The IBIS Worldwide Academic and Library File was created and designed ‘specifically’ for the use of academic publishers in their marketing. Everything about it in terms of available selections has always had the customers’ marketing needs front and centre. The subject areas covered accurately reflect what is being taught and studied in higher education and whilst there may always be some gaps (as we try to catch up with areas of research as they filter into the syllabus), we are constantly striving to plug them.
The collaborative nature of the research process helps greatly with this, as the research team can deal directly with individual academics, answer their questions and create accurate and meaningful profiles for each one. The more accurate the profile of the academic in terms of whether their subject areas truly match their interests is key to this. As is, recency – its no point having a perfect record if that person is no longer at that particular institute. IBIS is updated on a weekly basis with new contacts, but it doesn’t stop there. Opt-outs and hard bounces to our email campaigns are flagged up on a daily basis, combined with a regular process of re-questionnairing ageing data on a rolling basis. Between what WE do and what YOU do with your email campaigns, the data is as clean as it could feasibly be. Every opportunity to clean and update the data is taken.

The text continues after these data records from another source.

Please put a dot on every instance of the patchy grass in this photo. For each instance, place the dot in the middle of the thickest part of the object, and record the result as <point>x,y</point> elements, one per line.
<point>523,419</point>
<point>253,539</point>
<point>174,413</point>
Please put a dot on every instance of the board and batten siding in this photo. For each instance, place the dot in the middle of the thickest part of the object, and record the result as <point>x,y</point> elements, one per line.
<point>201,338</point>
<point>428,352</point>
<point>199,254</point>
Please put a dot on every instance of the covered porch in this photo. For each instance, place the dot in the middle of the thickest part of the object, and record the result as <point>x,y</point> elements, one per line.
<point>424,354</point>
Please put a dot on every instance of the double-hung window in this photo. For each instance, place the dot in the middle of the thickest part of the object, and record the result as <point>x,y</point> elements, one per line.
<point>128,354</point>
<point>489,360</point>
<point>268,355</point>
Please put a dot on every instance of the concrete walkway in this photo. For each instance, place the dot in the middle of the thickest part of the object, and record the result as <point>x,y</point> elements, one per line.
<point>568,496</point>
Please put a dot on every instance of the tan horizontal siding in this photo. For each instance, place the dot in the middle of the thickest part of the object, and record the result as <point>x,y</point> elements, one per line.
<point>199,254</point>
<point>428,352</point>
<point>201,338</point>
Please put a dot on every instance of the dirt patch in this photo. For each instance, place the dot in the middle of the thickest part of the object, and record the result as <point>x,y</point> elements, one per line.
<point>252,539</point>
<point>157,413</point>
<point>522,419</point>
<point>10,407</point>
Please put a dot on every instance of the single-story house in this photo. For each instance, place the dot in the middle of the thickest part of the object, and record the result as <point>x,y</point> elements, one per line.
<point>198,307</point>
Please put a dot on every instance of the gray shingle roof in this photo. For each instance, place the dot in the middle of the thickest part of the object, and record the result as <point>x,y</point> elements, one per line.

No matter what kind of database you manage (or use as a customer), many of these steps have to be taken to ensure you have a viable and useful product that will add value to your customers’ business concerns. We’ve always believed that the key to providing this is by proper and effective research – done by professionals (not transient, temporary staff) who know what the end result of their work should be and are proud of the accuracy of their data. Hopefully, you the customer can see the results of all this effort and appreciate the work that goes into it.